Prior to the experiment, the microfluidic margination device is primed with 1 × PBS supplemented with 0.5% v/v BSA. The blood sample is filled in a 1 mL glass syringe (Hamilton Inc., USA) and pumped into the margination device with a syringe pump (Fusion 400, Chemyx Inc., USA) at total flow rates ranging from 7 μL min−1 to 70 μL min−1 with flexible Tygon© tubing (0.02” × 0.06”, 06419-01, Cole-Parmer Inc., USA). The flow of the iRBCs and hRBCs are observed under an inverted epi-fluorescence microscope (Olympus IX71, Olympus Inc., Japan) equipped with a high speed CCD camera (Phantom v9, Vision Research Inc., USA). The marginated blood samples are then collected from the middle and side outlets in 1.5 mL microcentrifuge tubes. We evaluated the performance of the margination separation device by running FACS analysis with a BD™ LSR II flow cytometer (BD Biosciences, USA) on the collected blood samples. The data from the cytometer is then analyzed with FACS Diva (BD Biosciences, USA) and FlowJo (TreeStar Inc., USA).

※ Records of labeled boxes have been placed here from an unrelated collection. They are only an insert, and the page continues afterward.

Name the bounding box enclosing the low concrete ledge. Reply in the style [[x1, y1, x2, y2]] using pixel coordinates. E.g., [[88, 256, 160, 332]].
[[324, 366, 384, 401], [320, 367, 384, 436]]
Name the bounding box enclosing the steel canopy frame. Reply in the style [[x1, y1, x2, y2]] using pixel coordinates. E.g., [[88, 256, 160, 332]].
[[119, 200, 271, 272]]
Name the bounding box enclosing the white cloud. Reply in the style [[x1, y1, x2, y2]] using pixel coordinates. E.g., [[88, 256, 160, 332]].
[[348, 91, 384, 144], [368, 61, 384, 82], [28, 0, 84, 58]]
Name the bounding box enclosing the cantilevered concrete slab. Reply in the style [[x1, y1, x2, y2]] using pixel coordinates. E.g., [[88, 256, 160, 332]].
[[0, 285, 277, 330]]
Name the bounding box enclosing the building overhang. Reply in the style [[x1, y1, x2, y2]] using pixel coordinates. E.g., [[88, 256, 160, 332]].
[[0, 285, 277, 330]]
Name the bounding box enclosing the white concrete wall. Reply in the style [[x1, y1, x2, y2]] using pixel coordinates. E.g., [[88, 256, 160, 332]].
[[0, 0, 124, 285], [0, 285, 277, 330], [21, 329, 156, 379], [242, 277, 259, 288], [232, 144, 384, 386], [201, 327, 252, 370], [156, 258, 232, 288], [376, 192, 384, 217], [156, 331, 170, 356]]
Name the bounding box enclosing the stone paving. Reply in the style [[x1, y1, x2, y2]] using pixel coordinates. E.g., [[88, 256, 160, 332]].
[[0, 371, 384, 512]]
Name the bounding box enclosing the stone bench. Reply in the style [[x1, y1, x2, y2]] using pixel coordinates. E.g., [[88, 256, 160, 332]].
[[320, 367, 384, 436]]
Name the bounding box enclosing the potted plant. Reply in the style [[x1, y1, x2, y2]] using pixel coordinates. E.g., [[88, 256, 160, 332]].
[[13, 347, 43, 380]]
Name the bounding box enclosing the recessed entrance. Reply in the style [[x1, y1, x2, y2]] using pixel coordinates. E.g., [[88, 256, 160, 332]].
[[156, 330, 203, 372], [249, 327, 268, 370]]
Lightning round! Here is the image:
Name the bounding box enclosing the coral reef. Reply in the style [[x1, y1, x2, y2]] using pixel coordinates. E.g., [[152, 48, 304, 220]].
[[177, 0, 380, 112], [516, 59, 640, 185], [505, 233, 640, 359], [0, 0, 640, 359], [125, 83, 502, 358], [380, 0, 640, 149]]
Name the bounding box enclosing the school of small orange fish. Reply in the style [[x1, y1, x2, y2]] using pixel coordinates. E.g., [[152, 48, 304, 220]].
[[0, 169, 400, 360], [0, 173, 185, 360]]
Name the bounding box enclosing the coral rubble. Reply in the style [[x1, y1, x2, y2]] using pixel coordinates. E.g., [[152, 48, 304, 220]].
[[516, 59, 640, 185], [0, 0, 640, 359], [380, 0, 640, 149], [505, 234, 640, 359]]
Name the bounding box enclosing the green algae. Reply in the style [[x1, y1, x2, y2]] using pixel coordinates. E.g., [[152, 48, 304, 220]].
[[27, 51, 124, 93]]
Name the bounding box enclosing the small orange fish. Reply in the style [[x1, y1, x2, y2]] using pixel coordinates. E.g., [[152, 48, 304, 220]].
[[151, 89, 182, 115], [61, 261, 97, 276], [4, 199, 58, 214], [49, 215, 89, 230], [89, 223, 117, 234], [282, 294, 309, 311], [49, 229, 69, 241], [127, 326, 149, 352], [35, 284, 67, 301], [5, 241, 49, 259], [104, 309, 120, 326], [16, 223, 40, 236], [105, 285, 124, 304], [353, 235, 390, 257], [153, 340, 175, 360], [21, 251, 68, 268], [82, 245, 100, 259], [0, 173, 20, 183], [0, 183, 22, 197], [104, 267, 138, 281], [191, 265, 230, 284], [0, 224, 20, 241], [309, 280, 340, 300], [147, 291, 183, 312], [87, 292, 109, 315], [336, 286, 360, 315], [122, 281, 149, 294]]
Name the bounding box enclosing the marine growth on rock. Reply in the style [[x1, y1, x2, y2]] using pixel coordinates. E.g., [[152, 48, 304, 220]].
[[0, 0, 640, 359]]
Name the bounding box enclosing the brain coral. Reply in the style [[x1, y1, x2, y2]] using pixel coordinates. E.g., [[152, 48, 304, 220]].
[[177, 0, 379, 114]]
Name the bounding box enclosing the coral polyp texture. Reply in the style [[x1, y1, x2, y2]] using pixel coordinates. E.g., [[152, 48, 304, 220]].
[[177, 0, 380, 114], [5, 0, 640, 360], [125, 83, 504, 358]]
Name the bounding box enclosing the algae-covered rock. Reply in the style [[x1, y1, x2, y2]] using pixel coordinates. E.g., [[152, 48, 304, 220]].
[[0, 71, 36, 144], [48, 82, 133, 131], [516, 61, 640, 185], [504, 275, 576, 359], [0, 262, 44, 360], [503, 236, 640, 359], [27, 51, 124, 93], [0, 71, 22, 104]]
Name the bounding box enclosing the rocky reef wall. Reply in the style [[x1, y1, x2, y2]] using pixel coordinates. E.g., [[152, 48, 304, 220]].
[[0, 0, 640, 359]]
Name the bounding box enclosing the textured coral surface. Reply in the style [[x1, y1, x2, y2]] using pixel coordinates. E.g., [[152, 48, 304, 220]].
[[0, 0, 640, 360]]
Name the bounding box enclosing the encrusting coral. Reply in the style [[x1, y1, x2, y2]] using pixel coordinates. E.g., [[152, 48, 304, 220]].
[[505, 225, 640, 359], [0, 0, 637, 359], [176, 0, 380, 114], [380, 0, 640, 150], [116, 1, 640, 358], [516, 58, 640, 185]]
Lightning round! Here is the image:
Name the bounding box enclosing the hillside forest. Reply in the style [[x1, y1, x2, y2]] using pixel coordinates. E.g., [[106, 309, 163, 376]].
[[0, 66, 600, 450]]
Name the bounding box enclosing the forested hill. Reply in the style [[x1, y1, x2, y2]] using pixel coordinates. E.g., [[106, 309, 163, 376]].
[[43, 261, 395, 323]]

The proton 1H transverse relaxation rate, R2 of the blood samples from the middle and side outlets are measured with a bench-top nuclear magnetic resonance spectrometer (Kea2, Magritek, New Zealand). The microcapillary tubes containing the blood samples are slotted into an impedance matched 1 mm rf-probe tuned at a resonance frequency of 21.57 MHz. The rf-probe is subsequently placed inside a ~0.5 T permanent magnet (Metrolab Instruments, Switzerland) and connected to the bench-top spectrometer for proton 1H MRR measurements (Fig. 1(b)). The R2 relaxation rates are measured using standard Carr-Purcell-Meiboom-Gill (CPMG) pulse sequence with 5000 echoes, 200 μs inter-echo time, transmitter power output of 6.25 mW and 6 μs 90°-pulse length. A total of 24 scans are acquired for signal averaging and the system is maintained at 26 °C via an external temperature controller. The R2 measurement of each blood sample is repeated 5–10 times with independent microcapillary tubes.

Additional Information

How to cite this article: Kong, T.F. et al. Enhancing malaria diagnosis through microfluidic cell enrichment and magnetic resonance relaxometry detection. Sci. Rep. 5, 11425; doi: 10.1038/srep11425 (2015).